As described above, the sample placing apparatus of the electron beam drawing apparatus according to the present invention measures the height position of the glass mask by the Z sensor when the holder supporting the glass mask is loaded on the placing stage, and the position is set at that position. Accordingly, the height of the reference plate was adjusted to correct the position of the glass mask. At this time, the glass mask became flat by pushing up the central portion of the lower surface and a wider range according to the area, and the entire area could be drawn with one correction. Therefore, there is an advantage that the accuracy is improved because it is not necessary to perform the drawing while performing the correction as in the conventional technique, and the cost is reduced because the correction is performed once without the need for continuous correction.

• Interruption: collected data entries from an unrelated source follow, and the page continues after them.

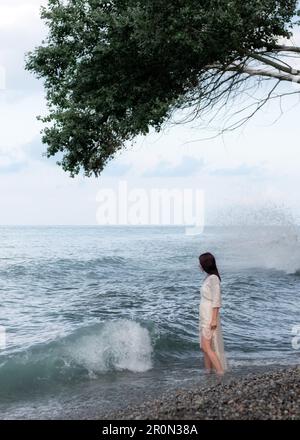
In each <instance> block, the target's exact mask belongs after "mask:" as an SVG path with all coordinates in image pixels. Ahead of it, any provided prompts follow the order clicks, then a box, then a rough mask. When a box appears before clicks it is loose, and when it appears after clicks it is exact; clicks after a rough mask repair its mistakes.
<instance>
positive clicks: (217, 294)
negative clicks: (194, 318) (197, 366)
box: [199, 252, 227, 375]
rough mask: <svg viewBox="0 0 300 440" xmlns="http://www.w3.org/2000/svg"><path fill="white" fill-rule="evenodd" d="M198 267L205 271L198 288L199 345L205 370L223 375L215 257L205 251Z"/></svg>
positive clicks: (223, 357)
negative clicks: (199, 297)
mask: <svg viewBox="0 0 300 440" xmlns="http://www.w3.org/2000/svg"><path fill="white" fill-rule="evenodd" d="M199 262H200V268H201V270H202V271H204V272H206V273H207V277H206V278H205V280H204V282H203V285H202V287H201V289H200V292H201V301H200V306H199V320H200V325H199V336H200V346H201V349H202V350H203V352H204V363H205V368H206V370H207V372H211V371H212V369H213V368H214V369H215V370H216V373H217V374H219V375H223V374H224V372H225V371H226V370H227V360H226V356H225V353H224V344H223V335H222V328H221V321H220V315H219V310H220V307H221V277H220V275H219V271H218V268H217V265H216V260H215V257H214V256H213V255H212V254H211V253H209V252H206V253H205V254H202V255H200V257H199Z"/></svg>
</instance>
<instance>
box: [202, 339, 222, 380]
mask: <svg viewBox="0 0 300 440" xmlns="http://www.w3.org/2000/svg"><path fill="white" fill-rule="evenodd" d="M201 347H202V350H203V351H204V353H205V354H206V355H207V356H208V358H209V360H210V362H211V364H212V365H213V367H214V368H215V369H216V372H217V373H218V374H223V373H224V371H223V368H222V365H221V362H220V360H219V358H218V356H217V355H216V353H215V352H214V351H213V350H212V348H211V339H207V338H205V337H204V336H202V337H201Z"/></svg>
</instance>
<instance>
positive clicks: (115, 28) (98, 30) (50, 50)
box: [26, 0, 300, 176]
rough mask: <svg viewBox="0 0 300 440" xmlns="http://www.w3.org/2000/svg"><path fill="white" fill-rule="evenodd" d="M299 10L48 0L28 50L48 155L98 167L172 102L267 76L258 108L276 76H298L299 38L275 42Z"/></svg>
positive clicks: (216, 90)
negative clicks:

[Brief description of drawings]

FIG. 1 is a sectional view of an embodiment of the present invention, FIG. 2 and FIG.
The drawings are partial cross-sectional views of other different embodiments of the present invention.

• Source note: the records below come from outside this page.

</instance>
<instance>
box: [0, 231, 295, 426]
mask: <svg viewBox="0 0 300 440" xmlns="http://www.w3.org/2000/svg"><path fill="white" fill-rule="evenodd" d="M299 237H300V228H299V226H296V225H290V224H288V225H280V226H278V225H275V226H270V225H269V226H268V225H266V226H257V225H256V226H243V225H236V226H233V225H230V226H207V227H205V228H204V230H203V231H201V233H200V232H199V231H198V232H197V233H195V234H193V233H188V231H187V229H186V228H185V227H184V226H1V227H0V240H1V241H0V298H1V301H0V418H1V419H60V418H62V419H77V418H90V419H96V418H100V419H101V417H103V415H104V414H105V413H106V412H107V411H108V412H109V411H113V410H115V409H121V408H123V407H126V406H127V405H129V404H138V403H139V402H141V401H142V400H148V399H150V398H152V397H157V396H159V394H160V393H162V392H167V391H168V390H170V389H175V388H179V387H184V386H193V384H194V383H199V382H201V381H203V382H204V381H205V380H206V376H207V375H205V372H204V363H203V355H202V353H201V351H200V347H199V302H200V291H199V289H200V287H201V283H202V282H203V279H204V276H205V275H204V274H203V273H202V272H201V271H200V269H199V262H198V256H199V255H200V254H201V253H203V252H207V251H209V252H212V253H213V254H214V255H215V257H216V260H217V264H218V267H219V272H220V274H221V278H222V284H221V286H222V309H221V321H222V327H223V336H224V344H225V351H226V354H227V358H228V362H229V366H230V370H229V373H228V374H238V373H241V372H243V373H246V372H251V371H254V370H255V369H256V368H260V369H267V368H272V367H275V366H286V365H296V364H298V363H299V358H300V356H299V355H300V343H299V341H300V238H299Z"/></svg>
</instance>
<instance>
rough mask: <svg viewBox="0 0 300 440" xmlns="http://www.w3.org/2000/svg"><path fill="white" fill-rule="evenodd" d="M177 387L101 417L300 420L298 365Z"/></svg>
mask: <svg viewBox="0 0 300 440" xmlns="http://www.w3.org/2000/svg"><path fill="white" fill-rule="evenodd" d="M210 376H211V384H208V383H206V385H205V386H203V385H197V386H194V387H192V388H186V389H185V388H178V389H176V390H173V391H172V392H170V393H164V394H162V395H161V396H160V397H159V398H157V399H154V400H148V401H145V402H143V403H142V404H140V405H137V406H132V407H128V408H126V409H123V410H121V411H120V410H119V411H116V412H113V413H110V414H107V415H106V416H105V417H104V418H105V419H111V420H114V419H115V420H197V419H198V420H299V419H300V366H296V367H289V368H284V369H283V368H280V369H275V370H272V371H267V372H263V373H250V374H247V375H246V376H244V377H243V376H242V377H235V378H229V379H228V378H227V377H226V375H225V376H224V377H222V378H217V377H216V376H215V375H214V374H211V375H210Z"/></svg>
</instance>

FIG. 4 is a sectional view of a conventional example. 18 …… Glass mask, 41 …… Mounting stage, 42 …… Clamp piece, 44 …… Holder, 46,51 …… Spring, 48,61,66…

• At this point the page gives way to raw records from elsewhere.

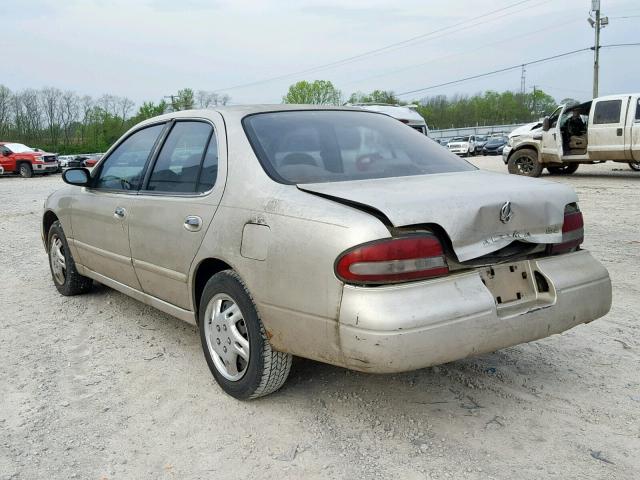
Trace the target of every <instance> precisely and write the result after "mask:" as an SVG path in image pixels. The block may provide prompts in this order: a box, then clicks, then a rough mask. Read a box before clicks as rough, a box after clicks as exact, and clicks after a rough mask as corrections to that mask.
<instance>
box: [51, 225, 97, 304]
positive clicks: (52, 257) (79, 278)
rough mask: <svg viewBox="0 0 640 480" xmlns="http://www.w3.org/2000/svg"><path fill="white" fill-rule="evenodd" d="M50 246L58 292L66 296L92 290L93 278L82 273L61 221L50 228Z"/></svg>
mask: <svg viewBox="0 0 640 480" xmlns="http://www.w3.org/2000/svg"><path fill="white" fill-rule="evenodd" d="M47 245H48V248H49V268H50V269H51V277H52V278H53V283H54V285H55V286H56V289H57V290H58V292H60V293H61V294H62V295H65V296H72V295H79V294H81V293H86V292H88V291H89V290H91V287H92V286H93V280H91V279H90V278H88V277H85V276H84V275H80V274H79V273H78V271H77V270H76V264H75V262H74V260H73V257H72V256H71V251H70V250H69V244H68V243H67V238H66V237H65V235H64V231H63V230H62V225H61V224H60V222H59V221H55V222H54V223H53V225H51V228H50V229H49V235H48V237H47Z"/></svg>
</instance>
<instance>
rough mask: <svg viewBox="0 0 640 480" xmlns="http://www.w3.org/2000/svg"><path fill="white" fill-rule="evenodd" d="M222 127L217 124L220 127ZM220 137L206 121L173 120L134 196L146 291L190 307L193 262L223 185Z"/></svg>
mask: <svg viewBox="0 0 640 480" xmlns="http://www.w3.org/2000/svg"><path fill="white" fill-rule="evenodd" d="M222 125H223V124H222V123H221V122H220V124H217V125H216V126H218V131H223V130H222V128H223V126H222ZM221 137H223V136H219V135H216V129H215V128H214V126H213V125H212V124H211V123H209V122H207V121H203V120H178V121H176V122H174V123H173V125H172V127H171V130H170V132H169V134H168V136H167V137H166V140H165V142H164V144H163V146H162V148H161V149H160V152H159V154H158V156H157V158H156V160H155V162H154V164H153V165H152V166H151V167H150V169H149V170H150V173H149V174H147V178H146V181H145V184H144V185H143V186H142V189H141V191H140V194H139V195H138V196H137V197H136V198H134V199H132V205H131V210H130V217H129V239H130V244H131V255H132V258H133V264H134V267H135V271H136V274H137V276H138V278H139V280H140V284H141V286H142V289H143V291H144V292H145V293H148V294H149V295H152V296H154V297H157V298H160V299H161V300H164V301H166V302H169V303H171V304H173V305H176V306H178V307H181V308H185V309H190V308H191V296H190V294H189V289H188V280H189V278H188V274H189V271H190V267H191V263H192V262H193V259H194V257H195V256H196V253H197V251H198V248H199V247H200V244H201V243H202V240H203V238H204V236H205V233H206V231H207V228H208V227H209V224H210V223H211V220H212V219H213V215H214V214H215V211H216V209H217V207H218V204H219V203H220V198H221V197H222V191H223V188H224V178H225V177H226V174H225V171H224V170H225V167H226V163H225V162H224V161H222V162H219V161H218V160H219V158H222V159H226V154H225V153H222V152H224V151H226V150H225V145H224V144H222V140H220V139H221ZM219 142H220V143H219ZM219 166H220V167H221V168H220V169H219Z"/></svg>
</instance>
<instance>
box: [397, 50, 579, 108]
mask: <svg viewBox="0 0 640 480" xmlns="http://www.w3.org/2000/svg"><path fill="white" fill-rule="evenodd" d="M591 49H592V47H586V48H580V49H578V50H572V51H570V52H565V53H560V54H558V55H553V56H551V57H545V58H540V59H538V60H533V61H531V62H525V63H520V64H518V65H513V66H511V67H505V68H500V69H498V70H493V71H491V72H486V73H480V74H478V75H472V76H470V77H465V78H461V79H458V80H452V81H450V82H445V83H440V84H438V85H431V86H429V87H424V88H418V89H416V90H409V91H408V92H402V93H398V94H396V95H397V96H403V95H410V94H412V93H418V92H424V91H425V90H433V89H434V88H440V87H446V86H448V85H454V84H456V83H461V82H466V81H468V80H475V79H477V78H482V77H488V76H490V75H495V74H497V73H503V72H508V71H509V70H515V69H517V68H522V66H523V65H533V64H536V63H542V62H548V61H550V60H555V59H557V58H561V57H567V56H569V55H575V54H576V53H581V52H586V51H589V50H591Z"/></svg>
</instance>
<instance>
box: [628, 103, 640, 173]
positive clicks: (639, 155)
mask: <svg viewBox="0 0 640 480" xmlns="http://www.w3.org/2000/svg"><path fill="white" fill-rule="evenodd" d="M635 110H636V111H635V113H634V115H633V117H631V118H633V124H632V126H631V134H630V138H631V156H632V158H633V159H634V160H635V161H636V162H640V98H638V99H637V100H636V101H635Z"/></svg>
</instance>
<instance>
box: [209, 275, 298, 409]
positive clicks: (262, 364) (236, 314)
mask: <svg viewBox="0 0 640 480" xmlns="http://www.w3.org/2000/svg"><path fill="white" fill-rule="evenodd" d="M198 325H199V326H200V340H201V342H202V350H203V351H204V356H205V359H206V360H207V364H208V365H209V369H210V370H211V373H212V374H213V377H214V378H215V379H216V382H218V385H220V387H221V388H222V389H223V390H224V391H225V392H226V393H228V394H229V395H231V396H232V397H235V398H238V399H241V400H247V399H252V398H258V397H262V396H265V395H268V394H270V393H273V392H275V391H276V390H278V389H279V388H280V387H281V386H282V385H283V384H284V382H285V381H286V379H287V377H288V376H289V371H290V369H291V359H292V356H291V355H290V354H288V353H284V352H277V351H275V350H273V349H272V348H271V344H270V343H269V338H268V336H267V332H266V330H265V328H264V325H263V324H262V321H261V320H260V318H259V316H258V312H257V310H256V307H255V304H254V303H253V299H252V298H251V295H250V294H249V291H248V289H247V287H246V286H245V284H244V283H243V282H242V280H241V279H240V277H239V276H238V275H237V274H236V273H235V272H234V271H233V270H225V271H222V272H219V273H217V274H215V275H214V276H213V277H211V278H210V279H209V281H208V282H207V284H206V286H205V287H204V291H203V292H202V297H201V301H200V312H199V315H198Z"/></svg>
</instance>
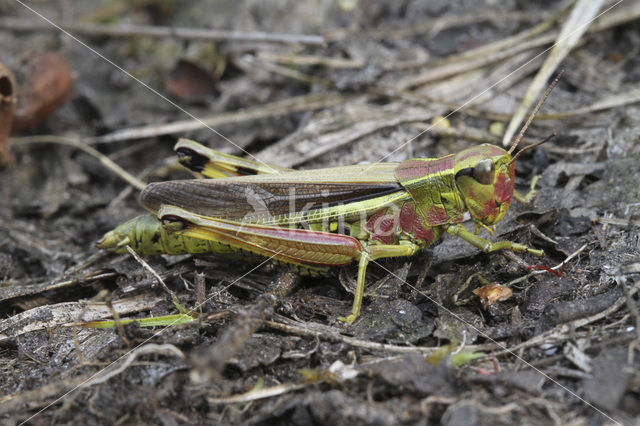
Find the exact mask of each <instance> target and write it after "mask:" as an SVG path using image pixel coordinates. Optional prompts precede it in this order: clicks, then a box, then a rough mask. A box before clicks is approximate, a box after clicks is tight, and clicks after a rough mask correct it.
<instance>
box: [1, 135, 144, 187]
mask: <svg viewBox="0 0 640 426" xmlns="http://www.w3.org/2000/svg"><path fill="white" fill-rule="evenodd" d="M10 142H11V143H16V144H29V143H57V144H60V145H68V146H72V147H74V148H77V149H80V150H82V151H84V152H86V153H87V154H89V155H91V156H93V157H95V158H97V159H98V161H100V163H101V164H102V165H103V166H105V167H106V168H107V169H109V170H111V171H112V172H113V173H115V174H116V175H118V176H120V177H121V178H122V179H124V180H125V181H126V182H127V183H128V184H129V185H131V186H133V187H134V188H136V189H140V190H142V189H144V187H145V186H147V185H146V184H145V183H144V182H142V181H141V180H140V179H138V178H137V177H135V176H133V175H132V174H131V173H129V172H127V171H126V170H125V169H123V168H122V167H120V166H118V165H117V164H116V163H114V162H113V161H111V159H110V158H109V157H107V156H106V155H104V154H103V153H101V152H100V151H98V150H96V149H95V148H93V147H91V146H89V145H87V144H85V143H83V142H82V141H80V140H79V139H78V138H76V137H72V136H56V135H39V136H26V137H22V138H11V140H10Z"/></svg>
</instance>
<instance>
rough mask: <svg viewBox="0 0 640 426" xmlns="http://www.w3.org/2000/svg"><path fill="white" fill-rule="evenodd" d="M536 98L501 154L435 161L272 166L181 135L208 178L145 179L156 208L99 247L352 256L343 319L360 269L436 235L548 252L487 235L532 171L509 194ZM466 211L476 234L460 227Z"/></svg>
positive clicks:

… Spacer, 50 …… Reference plate, 52 …… Piezo element

Claims (6)

[Claims] 1. A holder for detachably supporting a glass mask, a reference piece for height position regulation which is arranged on the holder and receives a plurality of positions near the periphery of the upper surface of the glass mask, and the glass mask as the reference. In a sample placing device of an electron beam drawing apparatus comprising a spring provided in the holder so as to be able to press against one piece and a placing stage holding the holder in a detachable manner, the sample stage can be moved up and down on the placing stage. A reference plate, which is attached and pressed to the glass mask side by a spring and is capable of abutting against a reference stopper for height position regulation provided on the mounting stage, faces the lower surface of the glass mask. Therefore, it is arranged below the center of the glass mask and is attached to the holder movably up and down. When the holder is held on the mounting stage, it is located above the reference plate. Sample supporting means of the electron beam drawing apparatus, characterized in that the inboard lower surface of the glass mask by the rise of the reference plate; and a predetermined amount pushes up the spacer. 2. The sample placing device of the electron beam drawing apparatus according to claim 1, wherein the spacer is replaceable according to the thickness of the glass mask. 3. A sample placing device for an electron beam drawing apparatus according to claim 1, wherein a pin-shaped spacer is used as the spacer. 4. A sample mounting device for an electron beam drawing apparatus according to claim 1, wherein a ring-shaped spacer is used as the spacer. 5. A sample mounting device for an electron beam drawing apparatus according to claim 1, wherein flat spacers are used as the spacers. 6. A reference plate is provided with three piezo elements, one side of the piezo elements is brought into contact with a reference stopper fixed on a mounting stage and the other side is brought into contact with the reference plate, and the piezo element is also attached. The sample placing device of the electron beam drawing apparatus according to claim 1, wherein the height of the contact surface with the spacer is adjusted by changing the input voltage of the element.